Il test di sieroneutralizzazione è utile per verificare se gli anticorpi acquisiti dopo la vaccinazione (con 2 o 3 dosi) sono in grado di eliminare anche la variante Omicron. Poiché si tratta di una variante super mutata proprio a livello della proteina S o Spike, il bersaglio contro il quale i vaccini innescano l'immunità, non è detto che la risposta sia ancora pienamente efficace contro questo ceppo.

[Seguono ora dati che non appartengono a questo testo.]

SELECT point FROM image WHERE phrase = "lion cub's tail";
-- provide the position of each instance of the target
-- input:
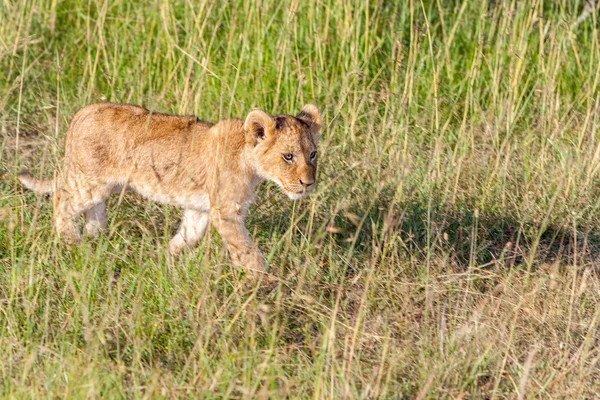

Come spiegato dal professor Broccolo, per questo test si può utilizzare sia la vera variante del coronavirus SARS-CoV-2 – un processo rischioso “poiché richiede l'isolamento della stessa su colture cellulari con produzione di stock virali di variante Omicron” – che pseudovirus costruiti in laboratorio, ovvero “virus modificati inerti” che presentano tutte le mutazioni del nuovo lignaggio emerso in Sudafrica. In base a come e quanto gli anticorpi neutralizzanti ottenuti dal sangue dei vaccinati riescono a eliminare virus e/o pseudovirus, si determina quanto è stata influenzata l'efficacia dei vaccini.

Il secondo test, l'Elispot (acronimo di Enzyme-Linked immunoSPOT), come indicato è una citofluorimetria che verifica l'efficienza della memoria dei linfociti T. “In questo caso si va a vedere se, a contatto con l'antigene Spike della nuova variante, i linfociti T memoria sono ancora in grado di riconoscerla nonostante le diversità presenti tra la proteina Spike della Omicron e quella del vaccino, misurando la produzione specifica di interferone a seguito della stimolazione antigenica”, ha spiegato all'Ansa il professor Broccolo. L'Elispot “è un approccio molto usato per misurare la risposta della memoria cellulare”, ha aggiunto l'esperto. Come sottolineato da Broccolo, entrambi i test richiedono un paio di settimane per dare un risultato, pertanto, poiché – verosimilmente – i primi sono stati avviati una decina di giorni fa, subito dopo l'annuncio della scoperta della nuova variante in Sudafrica, la pubblicazione dei risultati dovrebbe essere prossima. Sono molto attesi dagli esperti – e dai governi – perché nel caso in cui fosse confermata la capacità della variante Omicron di eludere le difese immunitarie, è molto probabile che i vaccini attuali dovranno essere aggiornati, con la predisposizione di richiami / booster ad hoc.